Al-Qaida in Iraq is targeting Christians in their homes after Iraqi authorities increased protection around the minority group's churches, a U.S. commander said on Thursday.

Lieutenant General Robert Cone, the U.S. deputy commanding general for operations in Iraq, said the Sunni Islamist group seemed determined to continue attacks against Christians following a siege of a Catholic cathedral two months ago.

"Al-Qaida has shifted to try and go after the Christians where they live," Cone told Reuters in an interview.

"Right now they seem to be focused on the Christians," he said, adding that there was no intelligence to suggest attacks were being planned against other minorities in the country.

A series of bomb attacks on the homes of minority Christians in Baghdad last Thursday killed two people and injured at least 16. The blasts followed an October 31 assault on a Syrian Catholic cathedral in the Iraqi capital in which 52 people were killed.

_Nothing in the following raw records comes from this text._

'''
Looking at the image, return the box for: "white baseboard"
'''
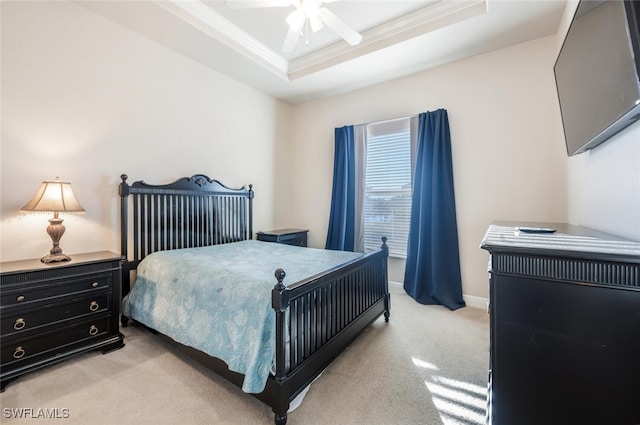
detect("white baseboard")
[389,281,489,311]
[462,294,489,311]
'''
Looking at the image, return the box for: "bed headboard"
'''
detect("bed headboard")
[120,174,253,296]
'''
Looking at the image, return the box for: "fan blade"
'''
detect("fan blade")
[224,0,294,9]
[309,16,324,34]
[320,7,362,46]
[282,28,300,53]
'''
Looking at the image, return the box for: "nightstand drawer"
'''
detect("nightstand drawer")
[1,273,113,308]
[0,315,112,368]
[1,293,111,341]
[257,229,309,247]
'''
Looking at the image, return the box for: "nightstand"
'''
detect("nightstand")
[0,251,124,391]
[257,229,309,247]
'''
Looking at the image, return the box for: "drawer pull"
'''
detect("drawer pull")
[13,317,27,331]
[13,347,25,359]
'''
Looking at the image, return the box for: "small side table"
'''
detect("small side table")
[257,229,309,247]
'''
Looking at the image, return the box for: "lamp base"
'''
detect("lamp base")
[40,211,71,263]
[40,254,71,263]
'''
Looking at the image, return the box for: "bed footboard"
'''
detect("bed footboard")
[272,238,390,424]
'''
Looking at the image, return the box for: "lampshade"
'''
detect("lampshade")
[20,177,84,263]
[20,177,84,212]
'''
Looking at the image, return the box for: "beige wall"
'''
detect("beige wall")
[7,2,616,299]
[556,0,640,241]
[288,37,566,301]
[0,2,290,261]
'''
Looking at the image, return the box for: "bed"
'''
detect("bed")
[119,174,390,424]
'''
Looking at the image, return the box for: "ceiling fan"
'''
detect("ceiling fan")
[225,0,362,53]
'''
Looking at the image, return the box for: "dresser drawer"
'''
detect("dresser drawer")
[1,292,111,339]
[0,273,113,308]
[0,315,112,368]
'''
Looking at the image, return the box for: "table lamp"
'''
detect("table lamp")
[20,177,84,263]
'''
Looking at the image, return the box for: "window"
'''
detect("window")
[362,118,412,258]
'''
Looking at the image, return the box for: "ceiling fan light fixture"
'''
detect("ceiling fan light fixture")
[287,9,307,30]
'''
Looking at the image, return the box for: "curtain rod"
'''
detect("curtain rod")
[353,114,418,127]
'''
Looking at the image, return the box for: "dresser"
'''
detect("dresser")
[257,229,309,247]
[0,251,124,391]
[481,223,640,425]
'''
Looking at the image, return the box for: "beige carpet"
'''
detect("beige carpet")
[0,293,489,425]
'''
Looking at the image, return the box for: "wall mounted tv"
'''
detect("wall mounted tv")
[553,0,640,156]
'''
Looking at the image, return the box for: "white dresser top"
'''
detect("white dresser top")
[480,222,640,262]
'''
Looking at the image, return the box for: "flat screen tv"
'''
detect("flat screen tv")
[553,0,640,156]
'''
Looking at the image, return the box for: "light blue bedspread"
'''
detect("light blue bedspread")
[123,240,362,393]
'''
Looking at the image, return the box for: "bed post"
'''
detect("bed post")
[271,269,289,425]
[248,184,253,239]
[116,174,131,326]
[380,236,391,322]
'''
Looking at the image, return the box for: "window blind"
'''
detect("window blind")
[363,118,412,258]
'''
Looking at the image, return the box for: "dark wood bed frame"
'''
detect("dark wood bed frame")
[120,174,390,424]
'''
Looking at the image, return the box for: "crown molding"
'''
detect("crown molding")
[158,0,488,81]
[288,0,488,80]
[158,0,289,81]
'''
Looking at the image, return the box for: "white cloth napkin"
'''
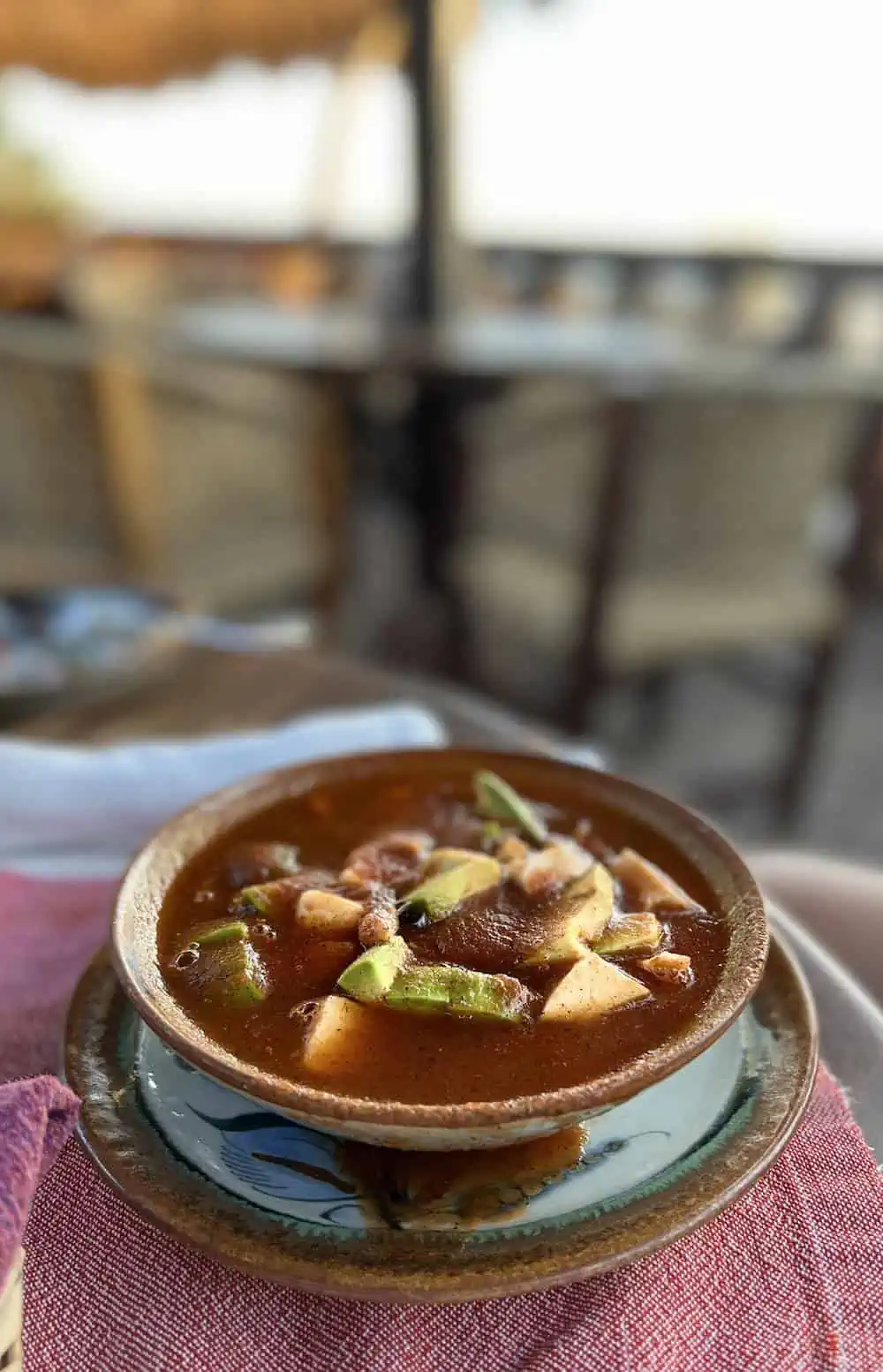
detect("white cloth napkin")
[0,703,446,875]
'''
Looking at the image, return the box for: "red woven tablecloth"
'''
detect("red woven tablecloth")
[0,875,883,1372]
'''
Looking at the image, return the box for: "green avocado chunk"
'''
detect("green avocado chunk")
[525,862,613,966]
[199,939,268,1006]
[472,773,548,844]
[337,939,409,1005]
[387,968,449,1014]
[595,911,662,958]
[387,963,526,1021]
[191,919,248,948]
[404,854,502,921]
[449,968,526,1020]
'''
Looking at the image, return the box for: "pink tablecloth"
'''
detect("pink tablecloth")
[0,877,883,1372]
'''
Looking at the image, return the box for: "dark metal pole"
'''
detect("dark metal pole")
[409,0,446,324]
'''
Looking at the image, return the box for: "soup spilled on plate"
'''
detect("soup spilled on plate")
[159,773,729,1104]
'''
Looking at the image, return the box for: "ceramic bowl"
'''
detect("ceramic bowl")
[112,749,768,1150]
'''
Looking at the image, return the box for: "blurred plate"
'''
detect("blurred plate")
[0,586,181,718]
[0,586,310,723]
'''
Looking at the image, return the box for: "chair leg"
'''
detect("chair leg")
[774,629,846,832]
[636,667,675,746]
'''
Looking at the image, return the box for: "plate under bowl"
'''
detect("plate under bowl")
[66,941,817,1303]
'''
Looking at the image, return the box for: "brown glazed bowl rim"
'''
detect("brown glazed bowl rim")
[111,748,769,1130]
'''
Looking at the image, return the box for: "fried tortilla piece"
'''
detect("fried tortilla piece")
[610,848,700,911]
[359,885,399,948]
[639,952,692,986]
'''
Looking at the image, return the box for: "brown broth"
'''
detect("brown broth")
[159,777,728,1103]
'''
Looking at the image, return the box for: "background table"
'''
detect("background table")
[11,647,554,750]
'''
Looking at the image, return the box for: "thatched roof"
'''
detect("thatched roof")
[0,0,392,87]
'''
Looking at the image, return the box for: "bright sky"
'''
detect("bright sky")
[5,0,883,257]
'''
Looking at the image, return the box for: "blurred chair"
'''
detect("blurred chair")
[0,315,347,612]
[94,354,344,611]
[454,387,868,815]
[0,349,118,589]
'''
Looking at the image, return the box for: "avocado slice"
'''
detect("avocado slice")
[595,912,662,958]
[472,773,547,844]
[191,919,248,948]
[404,854,502,921]
[525,862,613,968]
[337,939,409,1005]
[387,966,451,1015]
[198,939,268,1007]
[540,949,650,1023]
[449,968,526,1020]
[387,963,526,1021]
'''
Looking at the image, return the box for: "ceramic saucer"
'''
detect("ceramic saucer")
[66,943,816,1302]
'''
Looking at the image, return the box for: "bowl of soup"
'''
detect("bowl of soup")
[112,749,768,1150]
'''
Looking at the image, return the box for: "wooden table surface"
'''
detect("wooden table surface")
[17,647,551,749]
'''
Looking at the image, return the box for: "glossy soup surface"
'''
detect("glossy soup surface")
[159,777,728,1103]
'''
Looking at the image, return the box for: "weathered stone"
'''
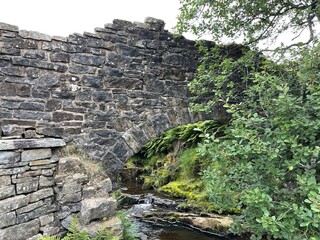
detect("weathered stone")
[27,234,43,240]
[82,75,103,88]
[0,166,30,176]
[17,170,42,178]
[30,163,57,171]
[0,67,25,77]
[0,151,20,164]
[52,112,83,122]
[30,188,54,203]
[38,169,54,177]
[16,179,39,194]
[29,159,52,166]
[50,52,70,63]
[98,178,112,193]
[0,82,31,97]
[0,176,11,186]
[0,23,19,32]
[71,54,105,67]
[0,185,16,200]
[57,192,82,204]
[40,223,62,236]
[79,198,117,224]
[82,186,96,199]
[23,130,39,139]
[17,204,57,224]
[0,195,29,214]
[69,64,96,74]
[0,138,66,150]
[0,219,40,240]
[144,17,165,31]
[21,148,52,161]
[39,213,54,226]
[45,99,62,111]
[16,200,45,215]
[23,50,46,60]
[39,176,55,188]
[0,162,28,170]
[12,57,68,72]
[19,30,51,41]
[13,110,50,121]
[0,212,16,228]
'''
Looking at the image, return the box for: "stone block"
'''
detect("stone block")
[30,163,57,171]
[0,23,19,32]
[38,169,54,177]
[23,50,46,60]
[17,169,42,178]
[0,166,30,176]
[57,192,82,204]
[0,151,20,164]
[52,112,83,122]
[82,187,96,199]
[71,54,105,67]
[0,185,16,200]
[50,52,70,63]
[30,188,54,202]
[39,176,55,188]
[0,219,40,240]
[21,148,52,161]
[0,176,11,186]
[29,159,52,166]
[39,213,54,226]
[79,198,117,225]
[12,57,68,72]
[16,200,45,215]
[19,30,51,41]
[0,212,16,231]
[0,195,29,214]
[16,179,39,194]
[0,139,66,150]
[98,178,112,193]
[17,204,57,224]
[0,82,31,97]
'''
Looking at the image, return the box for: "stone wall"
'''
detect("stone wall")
[0,126,65,240]
[0,18,226,176]
[0,126,121,240]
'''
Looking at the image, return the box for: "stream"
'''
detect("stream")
[122,181,234,240]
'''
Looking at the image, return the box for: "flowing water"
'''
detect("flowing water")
[119,181,232,240]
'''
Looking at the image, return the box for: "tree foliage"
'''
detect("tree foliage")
[198,42,320,240]
[177,0,320,48]
[177,0,320,240]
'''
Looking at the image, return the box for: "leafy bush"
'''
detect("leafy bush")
[196,45,320,240]
[140,120,225,159]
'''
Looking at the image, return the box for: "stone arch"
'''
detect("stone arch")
[0,18,230,177]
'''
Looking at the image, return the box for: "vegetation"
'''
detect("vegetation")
[126,121,228,212]
[177,0,320,240]
[40,214,138,240]
[177,0,320,240]
[176,0,320,48]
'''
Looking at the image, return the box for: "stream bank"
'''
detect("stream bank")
[118,177,233,240]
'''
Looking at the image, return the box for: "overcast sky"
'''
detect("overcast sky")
[0,0,186,38]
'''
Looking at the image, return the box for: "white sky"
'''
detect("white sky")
[0,0,189,37]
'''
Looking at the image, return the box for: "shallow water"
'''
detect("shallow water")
[122,181,232,240]
[139,222,226,240]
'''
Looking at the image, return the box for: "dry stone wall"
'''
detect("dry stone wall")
[0,18,230,177]
[0,126,121,240]
[0,127,65,240]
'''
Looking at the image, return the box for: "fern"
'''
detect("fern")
[141,120,226,159]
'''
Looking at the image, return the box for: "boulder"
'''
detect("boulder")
[79,197,117,225]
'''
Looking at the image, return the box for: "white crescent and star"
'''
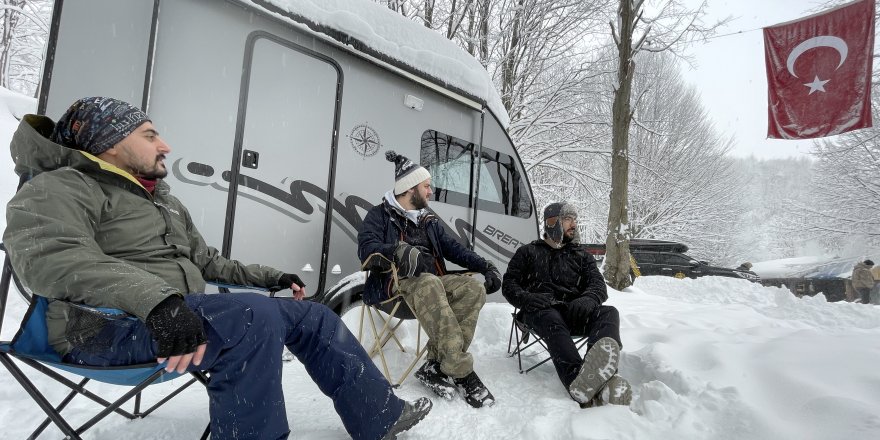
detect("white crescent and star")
[785,35,849,95]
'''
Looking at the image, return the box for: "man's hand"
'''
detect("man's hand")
[568,296,599,322]
[156,344,208,373]
[394,242,430,278]
[145,295,208,373]
[269,273,306,301]
[290,284,306,301]
[483,262,501,295]
[523,292,553,312]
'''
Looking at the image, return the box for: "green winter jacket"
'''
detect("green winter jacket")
[3,115,282,355]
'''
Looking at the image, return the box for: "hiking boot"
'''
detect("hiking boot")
[382,397,434,440]
[414,359,455,400]
[568,338,620,404]
[580,374,632,408]
[454,371,495,408]
[600,374,632,406]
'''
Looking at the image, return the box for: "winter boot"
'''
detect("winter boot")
[382,397,434,440]
[600,374,632,406]
[568,338,620,404]
[414,359,455,400]
[454,371,495,408]
[581,374,632,408]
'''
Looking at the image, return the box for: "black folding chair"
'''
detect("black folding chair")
[0,249,210,440]
[507,309,589,374]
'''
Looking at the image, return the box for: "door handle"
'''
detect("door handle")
[241,150,260,169]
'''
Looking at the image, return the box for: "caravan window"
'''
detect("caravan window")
[420,130,532,218]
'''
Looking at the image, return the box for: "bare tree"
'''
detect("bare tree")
[0,0,52,96]
[605,0,722,290]
[628,53,744,259]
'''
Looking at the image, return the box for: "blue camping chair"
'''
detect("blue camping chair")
[0,245,210,440]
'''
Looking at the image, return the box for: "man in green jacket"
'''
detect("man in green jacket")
[3,97,431,439]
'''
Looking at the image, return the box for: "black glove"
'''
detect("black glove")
[568,296,599,322]
[269,273,306,292]
[394,243,434,278]
[523,292,553,312]
[483,262,501,295]
[146,295,208,358]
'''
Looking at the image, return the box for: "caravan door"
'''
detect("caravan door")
[223,32,342,295]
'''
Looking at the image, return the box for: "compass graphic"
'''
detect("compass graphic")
[348,124,382,157]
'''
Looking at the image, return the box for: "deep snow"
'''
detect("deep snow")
[0,89,880,440]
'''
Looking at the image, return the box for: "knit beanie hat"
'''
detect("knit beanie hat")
[49,96,150,155]
[385,150,431,196]
[544,202,580,243]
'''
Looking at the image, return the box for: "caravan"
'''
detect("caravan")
[38,0,537,312]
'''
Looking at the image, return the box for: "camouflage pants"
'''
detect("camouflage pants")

The Islamic State of Iraq, the local affiliate of al-Qaida, has said Iraqi Christians risk further attacks unless they pressure the Christian church in Egypt to release women it said the church was holding after they had converted to Islam.

On New Year's Day, a blast outside a church in Egypt's port city of Alexandria killed up to 23. Islamist radicals have been calling for many months on jihadi websites for attacks on the Egyptian Coptic church.

Cone, whose troops are due to withdraw from Iraq by the end of 2011, more than eight years after the U.S.-led invasion, said Iraqi security forces were concerned and had increased protection for Christians.

"There are 144 churches in Iraq and they (Iraqi security forces) have assisted in putting up barriers and blast protection," he said.

"They have directed additional security patrols and police, and in some cases have facilitated even local community watches where Christians live at home."

On Thursday, the eve of Coptic Christmas, Iraqi army forces found a cache of explosives in a house near a Syrian Catholic church in Mosul, said Colonel Imadaldin Abdul Karim, spokesman for the second Iraqi army division based in Mosul.

An Iraqi army source said the cache included six bombs and two explosive vests and the authorities believed it was intended to be used in an attack on a church.

Violence in Iraq has fallen sharply since the height of sectarian warfare between majority Shi'ites and once dominant Sunnis triggered after the fall in 2003 of Sunni dictator Saddam Hussein, but bombings and shootings remain daily occurrences.

Iraq's Christians, who have frequently been targeted, once numbered about 1.5 million but are now believed to have fallen to less than 850,000 out of a population of 30 million.

Some 1,000 Christian families, or 6,000 people, have fled to Iraq's northern Kurdish region, or to regional countries, since the assault on the cathedral, the U.N. said last month.